As swiftly as it had begun, it was over. Brush was in flames at widely separated places on the upper slopes, but the fires did not spread far. And now the drums began once again their marching tap. Hosteen’s guards pushed him ahead. However, this time the bulk of the villagers remained where they were, only the local Chief, his guards, the Drummer, and their captives climbed anew.
Once more they passed the burned frame of the ’copter. The recent fiery lashes must have struck it again, for the tail assemblage was now a molten mass, glowing as the metal slowly cooled. Past the ’copter—on and up—
Gorgol, Surra, Baku—had they somehow escaped both the nets of the natives and the lightning? Hosteen tried to call again, only to meet that curious deadness in response, as if there had never been any way he could communicate with those intelligent brains so different from his own.
“LB just ahead,” Logan called out.
Hosteen sniffed the sickly sweet smell of decay—decay of vegetable and animal matter—the sacrifices, if sacrifices they were meant to be. And were he and Logan now being taken to join those? The Terran knew a trick or two he could use at the last, even with his arms bound—
The slaughtered horse was visible in the flicker of a dying brush fire, behind it the shape of the LB. And as Logan had reported, there were no signs of a fatal crash landing. The escape boat might have been set down as easily as if it landed on the mountainside by directing radar. Survivors? Or had the survivors already gone the path he and Logan were traveling?
Hosteen so expected a battle at the site of the LB that he was startled when they did not pause there. The Drummer tapped, blew a puff of the prayer fluff in the direction of the craft, but they did not approach it.
No—the mountain was still waiting. And again in Hosteen’s imagination it took on the semblance of a slightly somnolent yet watchful animal—yet an animal with a form of intelligence.
Up again—and now the slope was steeper, rougher, so that Hosteen and Logan were hauled and dragged by their guards’ ropes, struggling to keep their feet at times. Once Hosteen went to his knees and refused to respond to the tugging, striving to combine his need for a breathing spell with the chance for a look about.

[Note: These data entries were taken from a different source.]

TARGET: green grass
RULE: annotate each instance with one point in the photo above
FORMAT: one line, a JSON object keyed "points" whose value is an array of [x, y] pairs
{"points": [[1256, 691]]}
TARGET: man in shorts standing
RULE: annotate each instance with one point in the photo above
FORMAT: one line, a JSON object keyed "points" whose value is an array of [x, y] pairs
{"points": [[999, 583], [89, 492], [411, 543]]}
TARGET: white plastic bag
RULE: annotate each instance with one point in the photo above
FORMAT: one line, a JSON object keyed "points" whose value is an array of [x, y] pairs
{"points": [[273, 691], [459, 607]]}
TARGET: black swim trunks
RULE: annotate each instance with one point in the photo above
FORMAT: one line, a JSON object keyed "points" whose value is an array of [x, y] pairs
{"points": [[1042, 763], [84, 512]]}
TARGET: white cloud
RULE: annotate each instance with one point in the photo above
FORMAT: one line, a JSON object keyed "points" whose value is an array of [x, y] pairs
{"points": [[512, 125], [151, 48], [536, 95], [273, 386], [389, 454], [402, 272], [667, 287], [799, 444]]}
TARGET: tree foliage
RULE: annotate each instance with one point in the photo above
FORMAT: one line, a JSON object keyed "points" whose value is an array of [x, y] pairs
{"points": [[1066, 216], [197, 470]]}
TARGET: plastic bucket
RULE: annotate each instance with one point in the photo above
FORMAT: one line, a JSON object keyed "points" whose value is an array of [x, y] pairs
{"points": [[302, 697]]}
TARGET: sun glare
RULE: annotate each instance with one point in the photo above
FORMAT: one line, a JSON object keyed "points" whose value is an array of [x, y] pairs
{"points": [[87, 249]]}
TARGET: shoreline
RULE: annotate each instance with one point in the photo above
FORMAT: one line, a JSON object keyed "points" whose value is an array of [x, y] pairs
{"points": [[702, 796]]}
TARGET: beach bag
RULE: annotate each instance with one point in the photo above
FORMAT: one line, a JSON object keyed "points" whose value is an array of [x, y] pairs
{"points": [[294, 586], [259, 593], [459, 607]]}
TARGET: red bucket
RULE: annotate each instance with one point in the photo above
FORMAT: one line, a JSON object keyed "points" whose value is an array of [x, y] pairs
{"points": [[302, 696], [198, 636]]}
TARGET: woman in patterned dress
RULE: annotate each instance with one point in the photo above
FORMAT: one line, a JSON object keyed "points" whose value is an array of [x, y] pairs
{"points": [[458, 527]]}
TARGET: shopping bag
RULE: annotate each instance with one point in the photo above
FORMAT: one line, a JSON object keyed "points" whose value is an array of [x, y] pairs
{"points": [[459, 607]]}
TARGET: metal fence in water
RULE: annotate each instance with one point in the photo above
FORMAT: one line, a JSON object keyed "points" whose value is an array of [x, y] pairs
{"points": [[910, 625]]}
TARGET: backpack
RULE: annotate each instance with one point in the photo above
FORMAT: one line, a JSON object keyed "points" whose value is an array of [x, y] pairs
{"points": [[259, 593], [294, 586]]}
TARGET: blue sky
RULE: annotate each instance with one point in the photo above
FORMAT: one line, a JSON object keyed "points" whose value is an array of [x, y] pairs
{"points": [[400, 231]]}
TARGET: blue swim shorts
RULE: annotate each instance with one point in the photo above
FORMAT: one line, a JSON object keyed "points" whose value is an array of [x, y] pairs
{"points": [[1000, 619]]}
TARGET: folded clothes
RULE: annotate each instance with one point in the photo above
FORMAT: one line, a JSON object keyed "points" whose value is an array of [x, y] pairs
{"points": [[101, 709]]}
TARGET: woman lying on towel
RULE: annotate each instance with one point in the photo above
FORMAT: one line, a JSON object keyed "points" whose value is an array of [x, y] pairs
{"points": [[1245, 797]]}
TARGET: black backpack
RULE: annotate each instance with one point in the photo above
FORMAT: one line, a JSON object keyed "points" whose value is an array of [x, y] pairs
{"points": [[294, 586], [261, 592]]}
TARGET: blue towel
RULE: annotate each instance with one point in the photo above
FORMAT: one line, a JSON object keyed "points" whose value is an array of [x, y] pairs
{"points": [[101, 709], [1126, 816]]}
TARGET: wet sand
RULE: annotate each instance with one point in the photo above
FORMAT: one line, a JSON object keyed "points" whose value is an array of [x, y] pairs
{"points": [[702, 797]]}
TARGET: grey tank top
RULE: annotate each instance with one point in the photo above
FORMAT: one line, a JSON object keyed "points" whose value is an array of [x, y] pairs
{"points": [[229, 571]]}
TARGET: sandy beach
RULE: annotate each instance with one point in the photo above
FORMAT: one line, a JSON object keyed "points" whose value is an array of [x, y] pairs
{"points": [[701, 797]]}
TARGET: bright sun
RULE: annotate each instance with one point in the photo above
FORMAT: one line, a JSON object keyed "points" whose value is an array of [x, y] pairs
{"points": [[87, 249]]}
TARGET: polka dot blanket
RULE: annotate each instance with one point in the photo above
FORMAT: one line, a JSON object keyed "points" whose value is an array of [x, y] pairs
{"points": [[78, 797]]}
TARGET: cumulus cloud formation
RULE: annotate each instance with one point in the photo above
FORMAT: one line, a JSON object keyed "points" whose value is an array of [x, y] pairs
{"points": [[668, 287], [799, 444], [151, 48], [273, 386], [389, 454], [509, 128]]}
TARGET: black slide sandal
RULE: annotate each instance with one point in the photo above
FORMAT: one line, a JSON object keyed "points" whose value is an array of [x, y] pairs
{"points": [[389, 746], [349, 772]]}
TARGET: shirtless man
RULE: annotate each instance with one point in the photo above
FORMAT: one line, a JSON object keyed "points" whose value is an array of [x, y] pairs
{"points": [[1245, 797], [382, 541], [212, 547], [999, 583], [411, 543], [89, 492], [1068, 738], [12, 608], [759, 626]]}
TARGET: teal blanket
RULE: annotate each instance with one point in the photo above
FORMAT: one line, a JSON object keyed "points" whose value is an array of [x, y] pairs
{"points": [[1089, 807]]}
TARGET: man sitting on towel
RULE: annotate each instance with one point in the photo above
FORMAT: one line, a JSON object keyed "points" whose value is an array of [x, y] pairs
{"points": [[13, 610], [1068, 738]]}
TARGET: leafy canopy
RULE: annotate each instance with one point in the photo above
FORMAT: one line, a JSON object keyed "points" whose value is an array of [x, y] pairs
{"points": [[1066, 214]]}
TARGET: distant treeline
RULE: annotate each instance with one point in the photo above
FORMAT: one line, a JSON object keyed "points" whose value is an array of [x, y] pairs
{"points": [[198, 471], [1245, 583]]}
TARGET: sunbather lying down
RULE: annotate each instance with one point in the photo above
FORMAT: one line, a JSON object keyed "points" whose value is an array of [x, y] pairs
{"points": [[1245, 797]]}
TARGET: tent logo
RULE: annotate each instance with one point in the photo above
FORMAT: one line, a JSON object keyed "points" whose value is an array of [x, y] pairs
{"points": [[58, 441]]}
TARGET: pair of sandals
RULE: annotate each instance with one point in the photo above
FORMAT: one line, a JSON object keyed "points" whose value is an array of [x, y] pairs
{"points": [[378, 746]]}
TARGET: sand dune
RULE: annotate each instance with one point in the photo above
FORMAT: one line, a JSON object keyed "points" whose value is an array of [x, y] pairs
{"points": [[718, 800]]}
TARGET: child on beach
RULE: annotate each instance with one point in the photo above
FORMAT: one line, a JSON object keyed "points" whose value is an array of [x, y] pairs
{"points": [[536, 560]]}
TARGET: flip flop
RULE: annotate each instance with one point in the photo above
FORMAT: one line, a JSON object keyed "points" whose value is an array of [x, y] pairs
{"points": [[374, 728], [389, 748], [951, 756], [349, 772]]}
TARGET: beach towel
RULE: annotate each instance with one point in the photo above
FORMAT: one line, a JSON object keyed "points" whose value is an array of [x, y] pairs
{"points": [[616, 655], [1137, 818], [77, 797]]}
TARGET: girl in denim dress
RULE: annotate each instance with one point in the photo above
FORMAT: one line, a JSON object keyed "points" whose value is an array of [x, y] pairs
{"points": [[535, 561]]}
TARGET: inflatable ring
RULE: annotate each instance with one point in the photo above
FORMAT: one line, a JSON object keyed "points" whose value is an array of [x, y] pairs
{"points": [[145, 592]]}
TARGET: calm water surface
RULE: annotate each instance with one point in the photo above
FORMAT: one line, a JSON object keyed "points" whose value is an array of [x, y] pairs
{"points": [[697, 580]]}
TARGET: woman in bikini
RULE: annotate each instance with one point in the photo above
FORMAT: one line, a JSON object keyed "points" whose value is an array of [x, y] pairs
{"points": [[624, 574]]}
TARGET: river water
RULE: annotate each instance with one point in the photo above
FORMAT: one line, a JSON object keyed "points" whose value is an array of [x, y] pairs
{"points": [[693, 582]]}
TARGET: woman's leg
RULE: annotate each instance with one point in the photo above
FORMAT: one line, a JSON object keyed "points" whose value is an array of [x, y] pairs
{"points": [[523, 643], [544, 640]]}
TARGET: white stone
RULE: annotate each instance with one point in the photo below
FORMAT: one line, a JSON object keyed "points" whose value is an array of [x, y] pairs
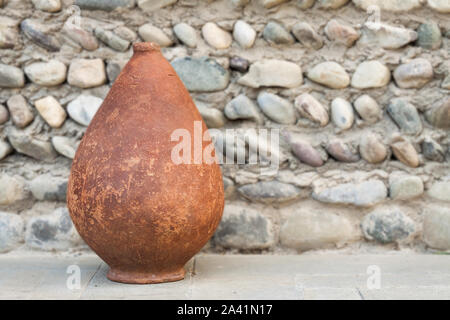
{"points": [[273, 73], [440, 5], [342, 113], [276, 108], [186, 34], [244, 34], [5, 149], [312, 109], [436, 227], [47, 5], [330, 74], [304, 230], [272, 3], [368, 109], [371, 74], [47, 74], [86, 73], [414, 74], [386, 36], [440, 191], [215, 36], [52, 112], [152, 5], [405, 187], [12, 189], [389, 5], [150, 33], [64, 146], [83, 108]]}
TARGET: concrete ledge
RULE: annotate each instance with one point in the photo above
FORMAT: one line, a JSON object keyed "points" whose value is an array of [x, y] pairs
{"points": [[313, 276]]}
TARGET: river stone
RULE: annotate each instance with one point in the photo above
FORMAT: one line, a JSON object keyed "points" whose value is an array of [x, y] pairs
{"points": [[341, 33], [21, 114], [342, 152], [11, 231], [330, 74], [215, 36], [432, 150], [331, 4], [49, 188], [64, 146], [440, 116], [405, 115], [368, 109], [414, 74], [243, 228], [372, 149], [12, 189], [305, 4], [269, 192], [273, 73], [363, 194], [405, 187], [51, 232], [390, 5], [9, 32], [24, 142], [5, 149], [152, 5], [51, 111], [272, 3], [436, 227], [429, 36], [47, 5], [404, 152], [111, 39], [11, 77], [80, 36], [306, 153], [342, 113], [371, 74], [276, 108], [201, 74], [38, 34], [386, 36], [440, 5], [125, 33], [108, 5], [277, 34], [440, 191], [186, 34], [305, 230], [244, 34], [86, 73], [387, 225], [150, 33], [113, 69], [213, 117], [239, 64], [307, 36], [4, 114], [242, 108], [312, 109], [51, 73], [83, 108]]}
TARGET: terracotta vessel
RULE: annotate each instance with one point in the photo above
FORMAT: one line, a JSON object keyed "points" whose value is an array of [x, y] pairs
{"points": [[143, 214]]}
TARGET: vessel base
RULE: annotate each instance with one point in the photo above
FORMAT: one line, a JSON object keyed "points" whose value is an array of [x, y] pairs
{"points": [[144, 277]]}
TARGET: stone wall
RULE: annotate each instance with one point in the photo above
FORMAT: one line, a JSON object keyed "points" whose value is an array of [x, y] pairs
{"points": [[363, 106]]}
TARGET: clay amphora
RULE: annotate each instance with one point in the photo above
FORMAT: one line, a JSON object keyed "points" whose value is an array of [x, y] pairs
{"points": [[143, 214]]}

Since they had left the LB, they had crossed several of the burned furrows, but these were of an earlier date, since they did not smoke. And now more and more rocky outcrops broke through the vegetation carpeting the slopes. The brush was left behind, and they were surrounded by rock. There was a narrow cleft where they felt their way up a niche stair, the prisoners scraped along painfully by their guards.
The cleft brought them to a ledge almost wide enough to be termed a small plateau. In the rock of the cliff that backed it was a dark opening. But this was not their goal, for the party struck eastward to the right, following the width of ledge around a gentle curve Hosteen judged to be the base of the mountain’s dome crest, though that must still climb some hundreds of feet above.
Daylight was coming, and he hoped the strange immunity that protected the village and the valley held here, too—that they need not fear the rising of the sun. Or was that to furnish the manner of their ending, death by exposure to the fury of its rays on a sacred mountain?
Already they were out of sight of the cave opening, and here the ledge extended from curving cliff wall to an edge that overhung a frightening drop to unguessed depths. The smooth path under his boots reminded Hosteen of another mountain road that had appeared to run from nowhere in the heights at the mountain of the Garden. That had been a relic of the Sealed Cave civilization, and on it Hosteen had nearly met death in the person of the Xik aper, the last of his breed on Arzor.
The ledge road ended as if sheared off by giant knife stroke. To their left was the circle of another doorway into the cliff wall—but this was sealed by what appeared a smooth slate of rock. The Drummer sounded his ritual signal—perhaps in salute to whatever power he deemed lurked behind that barrier.